The lack of proper care – and proper demonstration of the Queen's power – had stirred up unrest in the realm, unrest the Queen would not allow to be put down decisively. Again and again the Crown Princess would ask for his opinion after increasingly difficult council sessions, and though the general would have never dreamed of opposing the Queen in court, he could no longer dismiss the princess's worries as insubstantial. Without really noticing, he slipped into the habit of discussing military decisions with the Heir Apparent, instead of with the ruling Queen. When the Crown Princess decided to revive the tradition – dormant for the last few generations – of establishing her own regiment, General Lonot supported the idea whole-heartedly. Traditionally the regiment wore the Crown Princess's own colors, but as the princess had never come out of mourning since her beloved little sister's death – a fact the general was starting to attribute to the Queen faulting her older daughter for surviving when the younger had not – it now wore black. Though initially uneasy with the color choice, the general had to admit that they were very successful in restoring order in the unruly parts of the Realm, sometimes by their mere intimidating appearance. And if the princess had a tendency to encourage the younger, glory-hungry officers that led to the occasional regrettable incident – well, she was young and would soon learn to keep the glory-hounds in check.

The Queen continued to squander her time with insignificant activities, not the merest among which was to actively sabotage her daughter's attempts of defending the Realm. It pained Lonot physically to see his beloved Queen – who had aged visibly since the younger princess's death – publicly accuse the Crown Princess – whom he had sworn to protect with his life within the hour of the princess's birth – of warmongering. The princess, bearing the accusations with strained politeness, ever so often sought his reassurance afterwards, that she was doing the right thing, by keeping the O.Z in the firm grip of the House of Gale. The general, remembering well his history lessons about the warring states preceding the union of the Zone by the Grey Gale, always set her mind at rest.
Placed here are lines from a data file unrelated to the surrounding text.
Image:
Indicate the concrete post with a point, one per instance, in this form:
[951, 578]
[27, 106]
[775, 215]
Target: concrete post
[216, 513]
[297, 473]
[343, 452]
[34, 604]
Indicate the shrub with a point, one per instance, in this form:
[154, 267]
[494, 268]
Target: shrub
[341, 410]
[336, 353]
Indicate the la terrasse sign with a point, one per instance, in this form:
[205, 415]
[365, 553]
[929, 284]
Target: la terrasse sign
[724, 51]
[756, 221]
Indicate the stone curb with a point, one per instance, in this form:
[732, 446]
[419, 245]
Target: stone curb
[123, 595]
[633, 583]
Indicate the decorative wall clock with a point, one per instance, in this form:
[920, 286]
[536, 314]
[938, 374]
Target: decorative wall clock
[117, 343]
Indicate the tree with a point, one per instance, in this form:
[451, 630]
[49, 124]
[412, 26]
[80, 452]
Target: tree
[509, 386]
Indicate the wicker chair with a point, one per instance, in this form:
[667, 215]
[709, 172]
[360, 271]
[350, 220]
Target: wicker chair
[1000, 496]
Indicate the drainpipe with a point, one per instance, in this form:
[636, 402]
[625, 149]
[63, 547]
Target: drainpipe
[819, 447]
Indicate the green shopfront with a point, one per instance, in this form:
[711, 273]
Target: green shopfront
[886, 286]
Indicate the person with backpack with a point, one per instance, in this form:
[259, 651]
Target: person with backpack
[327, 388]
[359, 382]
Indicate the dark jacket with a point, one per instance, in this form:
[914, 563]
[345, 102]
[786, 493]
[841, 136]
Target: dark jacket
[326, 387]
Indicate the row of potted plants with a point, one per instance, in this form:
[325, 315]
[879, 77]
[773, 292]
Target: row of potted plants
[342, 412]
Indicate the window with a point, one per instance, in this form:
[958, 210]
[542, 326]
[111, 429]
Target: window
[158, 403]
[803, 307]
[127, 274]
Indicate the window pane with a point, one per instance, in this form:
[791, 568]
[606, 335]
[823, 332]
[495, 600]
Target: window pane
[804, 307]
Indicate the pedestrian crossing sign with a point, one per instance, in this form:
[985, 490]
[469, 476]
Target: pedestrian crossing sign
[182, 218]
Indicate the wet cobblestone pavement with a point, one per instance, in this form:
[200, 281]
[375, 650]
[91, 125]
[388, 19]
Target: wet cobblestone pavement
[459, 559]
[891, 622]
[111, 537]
Another considerable portion of the Queen's time was spent with her increasing obsession with inventions. She had even named one of the growing gaggle of inventors surrounding her, an incredibly gifted but equally irritating young man, her most trusted advisor. General Lonot, quite inured to the arrogance of courtiers over his long career in the Royal Guard, had mostly ignored the haughty boy, even if he begrudged him the time the Queen spent with the inventor when she could have spent it with her daughter. He had come down hard on the slanderous rumors that the Queen's obvious affection for the young man, barely older than the Crown Princess, was anything but motherly – such insults to the Queen's honor could not go unpunished. When the Crown Princess had come to him with tears in her eyes, however, seeking his advice, because the young idiot had insinuated that things would change quite a bit, once he was Consort – that had been the final grain of moritanium that broke the munchkin's back. His poor beloved Queen had clearly gone out of her troubled mind.

oo oo oo oo oo

It was such a tragedy, but for the continued safety of the Realm, the Crown Princes had to assume regency.


End file.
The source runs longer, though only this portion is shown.